Loading
 

Adding Value to Digitization with GIS

Marianne Stowell Bracke
Agricultural Sciences Information Specialist, Associate Professor of Library Science
Purdue University
Christopher C. Miller
Geographic Information Systems (GIS) Specialist, Assistant Professor of Library Science
Purdue University

Digitization projects that scan and abandon – that simply generate static, digital copies of analog pages and then move on – might be missing out on some of the more relevant capabilities of the Semantic Web, with its creeping xml veins and mashed-up interfaces. Purdue University Libraries is resurrecting a 1906 Soil Survey and mashing it with itself in order to add value, access, and interaction beyond the more traditional scan/describe/store model of collection recovery. It is an attempt to leverage the evolving technologies of librarianship (description, yes, but also text markup, web application-building, and geographic information systems [GIS]) toward the benefit of our users’ maturing needs and expectations. Soil surveys document soil types and locations via prose and maps, typically published as a single document. Modern soil surveys are born digital and used largely in electronic contexts (including GIS) but there are decades of rich comparative data being left to atrophy in the undigitized copies of aging paper surveys. This project digitizes both components of the 1906 survey – the text and map – and extracts both into useable, modern data formats. In addition to OCR’d, fully indexed, fully searchable full text, the soil zone data from the map will also be extracted into a useable, queryable, studyable GIS dataset. Search and query will be available for each component of the original document and each will be able to link and query the other, allowing the user to jump seamlessly between text and map and back based on common semantic elements. The session will update the status of the project, demonstrate a working draft of the map and document interface, and discuss the more macro implications of librarians recognizing new expectations for usability by applying new technologies to their collections.

Presentation (PDF)

 

Building an Online, Cross-Disciplinary Community-based Research (CBR) Learning Community: Initial Observations

Deanna Cooke
Director of Research, Center for Social Justice Research, Teaching and Service
Georgetown University
Joan Cheverie
Head, Digital Library Services
Georgetown University

At Georgetown University many students are engaged in collaborative research with community organizations that support social change.
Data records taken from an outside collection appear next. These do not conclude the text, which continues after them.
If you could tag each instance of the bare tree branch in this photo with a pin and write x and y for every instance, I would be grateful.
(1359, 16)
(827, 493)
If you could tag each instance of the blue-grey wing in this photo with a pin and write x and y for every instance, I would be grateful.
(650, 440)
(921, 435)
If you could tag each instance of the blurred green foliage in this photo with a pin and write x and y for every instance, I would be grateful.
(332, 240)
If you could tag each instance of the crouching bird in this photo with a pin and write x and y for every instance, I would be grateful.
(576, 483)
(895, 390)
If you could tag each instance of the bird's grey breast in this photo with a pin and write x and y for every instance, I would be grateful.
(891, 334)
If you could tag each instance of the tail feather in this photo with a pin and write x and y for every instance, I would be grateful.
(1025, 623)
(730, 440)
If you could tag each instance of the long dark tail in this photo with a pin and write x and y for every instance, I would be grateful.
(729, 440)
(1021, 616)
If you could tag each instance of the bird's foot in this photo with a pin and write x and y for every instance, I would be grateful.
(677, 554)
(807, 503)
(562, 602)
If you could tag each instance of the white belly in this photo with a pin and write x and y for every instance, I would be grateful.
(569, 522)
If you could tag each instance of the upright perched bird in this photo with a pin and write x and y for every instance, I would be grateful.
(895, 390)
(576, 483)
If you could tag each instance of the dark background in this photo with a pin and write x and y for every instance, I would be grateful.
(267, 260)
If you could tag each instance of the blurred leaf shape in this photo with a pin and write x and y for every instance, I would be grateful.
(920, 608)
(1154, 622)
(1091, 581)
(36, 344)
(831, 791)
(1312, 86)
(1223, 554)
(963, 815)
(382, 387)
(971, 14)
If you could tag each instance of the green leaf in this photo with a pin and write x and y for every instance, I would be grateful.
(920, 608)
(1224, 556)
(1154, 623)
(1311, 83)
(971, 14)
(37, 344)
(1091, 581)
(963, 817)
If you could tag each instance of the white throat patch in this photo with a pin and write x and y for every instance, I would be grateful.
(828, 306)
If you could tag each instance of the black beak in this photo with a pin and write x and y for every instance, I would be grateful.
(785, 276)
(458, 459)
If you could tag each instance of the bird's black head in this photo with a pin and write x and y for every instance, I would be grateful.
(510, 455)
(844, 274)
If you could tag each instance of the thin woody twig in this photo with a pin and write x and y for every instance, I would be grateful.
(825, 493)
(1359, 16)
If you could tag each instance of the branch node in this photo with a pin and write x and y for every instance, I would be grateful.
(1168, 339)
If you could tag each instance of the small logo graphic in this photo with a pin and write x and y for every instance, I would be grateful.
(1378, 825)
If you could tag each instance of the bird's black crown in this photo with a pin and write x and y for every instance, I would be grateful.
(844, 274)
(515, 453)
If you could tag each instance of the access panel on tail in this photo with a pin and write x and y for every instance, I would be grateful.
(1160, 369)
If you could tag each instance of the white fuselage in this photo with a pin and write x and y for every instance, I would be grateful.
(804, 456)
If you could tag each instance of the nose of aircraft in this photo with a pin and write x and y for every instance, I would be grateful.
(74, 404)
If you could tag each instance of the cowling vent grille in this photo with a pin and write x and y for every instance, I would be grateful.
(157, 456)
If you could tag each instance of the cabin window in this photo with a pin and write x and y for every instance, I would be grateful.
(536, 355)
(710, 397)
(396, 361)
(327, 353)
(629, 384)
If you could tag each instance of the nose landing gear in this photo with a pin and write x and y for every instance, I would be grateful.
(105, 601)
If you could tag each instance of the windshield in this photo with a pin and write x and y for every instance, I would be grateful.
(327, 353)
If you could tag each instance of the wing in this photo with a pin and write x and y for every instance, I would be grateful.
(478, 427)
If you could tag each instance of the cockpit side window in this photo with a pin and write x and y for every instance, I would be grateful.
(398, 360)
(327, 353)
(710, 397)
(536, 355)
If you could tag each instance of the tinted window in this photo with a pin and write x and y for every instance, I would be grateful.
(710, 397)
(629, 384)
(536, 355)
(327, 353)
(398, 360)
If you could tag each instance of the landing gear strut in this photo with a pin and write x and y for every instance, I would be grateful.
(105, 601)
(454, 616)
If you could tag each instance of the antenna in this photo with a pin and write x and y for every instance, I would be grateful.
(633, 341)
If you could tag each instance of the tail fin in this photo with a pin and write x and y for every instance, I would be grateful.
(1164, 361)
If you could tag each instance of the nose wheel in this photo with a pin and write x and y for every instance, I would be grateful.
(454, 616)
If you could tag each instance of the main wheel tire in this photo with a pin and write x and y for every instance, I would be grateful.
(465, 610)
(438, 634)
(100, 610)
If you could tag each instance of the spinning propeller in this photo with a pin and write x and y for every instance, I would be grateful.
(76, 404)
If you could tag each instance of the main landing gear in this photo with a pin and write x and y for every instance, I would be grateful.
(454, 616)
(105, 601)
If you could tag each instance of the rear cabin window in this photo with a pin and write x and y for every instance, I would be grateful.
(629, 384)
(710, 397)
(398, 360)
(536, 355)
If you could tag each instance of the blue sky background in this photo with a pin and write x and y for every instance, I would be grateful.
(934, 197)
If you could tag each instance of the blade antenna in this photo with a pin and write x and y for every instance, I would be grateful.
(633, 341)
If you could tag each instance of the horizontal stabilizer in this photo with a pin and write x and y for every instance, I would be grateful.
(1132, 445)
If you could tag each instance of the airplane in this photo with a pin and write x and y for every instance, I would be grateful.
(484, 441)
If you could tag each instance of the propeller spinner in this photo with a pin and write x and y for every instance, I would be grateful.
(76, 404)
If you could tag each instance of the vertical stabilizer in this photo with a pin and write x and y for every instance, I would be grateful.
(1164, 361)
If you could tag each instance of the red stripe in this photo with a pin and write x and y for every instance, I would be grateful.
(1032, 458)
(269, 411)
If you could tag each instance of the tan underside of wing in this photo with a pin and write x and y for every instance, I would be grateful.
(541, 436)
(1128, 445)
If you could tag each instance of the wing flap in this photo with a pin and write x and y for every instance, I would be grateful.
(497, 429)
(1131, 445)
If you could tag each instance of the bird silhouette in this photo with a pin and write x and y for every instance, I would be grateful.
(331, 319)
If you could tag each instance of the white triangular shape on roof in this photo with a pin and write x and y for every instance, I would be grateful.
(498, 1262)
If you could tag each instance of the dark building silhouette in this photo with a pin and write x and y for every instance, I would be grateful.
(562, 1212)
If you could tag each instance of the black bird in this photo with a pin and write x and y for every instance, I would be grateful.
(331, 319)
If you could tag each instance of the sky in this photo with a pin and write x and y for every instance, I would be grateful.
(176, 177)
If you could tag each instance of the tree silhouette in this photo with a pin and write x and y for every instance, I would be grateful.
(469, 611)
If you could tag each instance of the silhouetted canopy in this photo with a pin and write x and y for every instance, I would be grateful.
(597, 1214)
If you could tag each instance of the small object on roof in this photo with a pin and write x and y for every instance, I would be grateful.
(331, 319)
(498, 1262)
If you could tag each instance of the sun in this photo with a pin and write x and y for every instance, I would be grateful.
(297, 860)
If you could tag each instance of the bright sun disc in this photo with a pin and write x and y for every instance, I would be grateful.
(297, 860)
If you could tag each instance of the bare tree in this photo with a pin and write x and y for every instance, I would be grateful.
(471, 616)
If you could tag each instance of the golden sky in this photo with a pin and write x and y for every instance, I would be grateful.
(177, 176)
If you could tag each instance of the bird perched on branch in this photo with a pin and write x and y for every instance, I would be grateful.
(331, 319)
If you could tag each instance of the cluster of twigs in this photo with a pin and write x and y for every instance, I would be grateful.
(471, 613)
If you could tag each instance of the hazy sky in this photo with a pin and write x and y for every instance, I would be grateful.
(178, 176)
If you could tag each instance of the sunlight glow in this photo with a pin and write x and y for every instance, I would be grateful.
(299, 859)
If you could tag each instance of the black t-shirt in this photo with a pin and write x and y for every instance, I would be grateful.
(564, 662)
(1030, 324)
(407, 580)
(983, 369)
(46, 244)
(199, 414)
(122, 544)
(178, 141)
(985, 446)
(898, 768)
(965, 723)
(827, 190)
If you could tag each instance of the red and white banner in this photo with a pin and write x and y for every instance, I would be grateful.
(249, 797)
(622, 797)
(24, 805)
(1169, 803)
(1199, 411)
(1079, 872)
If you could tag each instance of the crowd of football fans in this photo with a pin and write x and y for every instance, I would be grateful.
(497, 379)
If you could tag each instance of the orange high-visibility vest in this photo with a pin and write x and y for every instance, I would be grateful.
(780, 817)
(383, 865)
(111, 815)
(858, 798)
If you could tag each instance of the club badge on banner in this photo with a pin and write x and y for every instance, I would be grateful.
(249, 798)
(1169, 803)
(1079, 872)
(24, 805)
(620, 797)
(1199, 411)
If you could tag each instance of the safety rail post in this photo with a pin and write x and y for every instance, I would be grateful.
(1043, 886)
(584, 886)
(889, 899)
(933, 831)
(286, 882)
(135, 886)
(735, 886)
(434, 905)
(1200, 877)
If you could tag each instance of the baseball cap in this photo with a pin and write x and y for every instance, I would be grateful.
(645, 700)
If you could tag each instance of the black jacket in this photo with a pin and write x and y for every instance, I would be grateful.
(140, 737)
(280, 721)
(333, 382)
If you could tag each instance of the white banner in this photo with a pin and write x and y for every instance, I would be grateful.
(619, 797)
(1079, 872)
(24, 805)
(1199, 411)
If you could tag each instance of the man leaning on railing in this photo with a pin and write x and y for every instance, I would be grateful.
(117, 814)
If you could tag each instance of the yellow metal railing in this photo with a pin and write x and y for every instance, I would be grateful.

However, there is little interaction between students and faculty from different disciplines, and these researchers rarely have opportunities to document and share their work. Through support from the Provost’s Undergraduate Learning Initiative grant that supports teaching and learning, the Center for Social Justice and the University Library are collaborating to develop an online CBR community.

  • The online CBR learning community seeks to augment the community-based research being conducted by allowing students to do the following:
    Share research strategies and support each other’s projects. For example, psychology students can provide interviewing skills to chemists who want to assess residents’ attitudes about their research project on the polluted Anacostia River in Washington, DC.
  • Share resources across disciplines. For example, students who work with high school biology classes can learn about the housing community in which their students live from a sociology student working on affordable housing research.
  • Publicize their work through online research posters that give details about both the challenges and successes they face in their work.
  • Publish findings through the development of an online, peer reviewed CBR journal.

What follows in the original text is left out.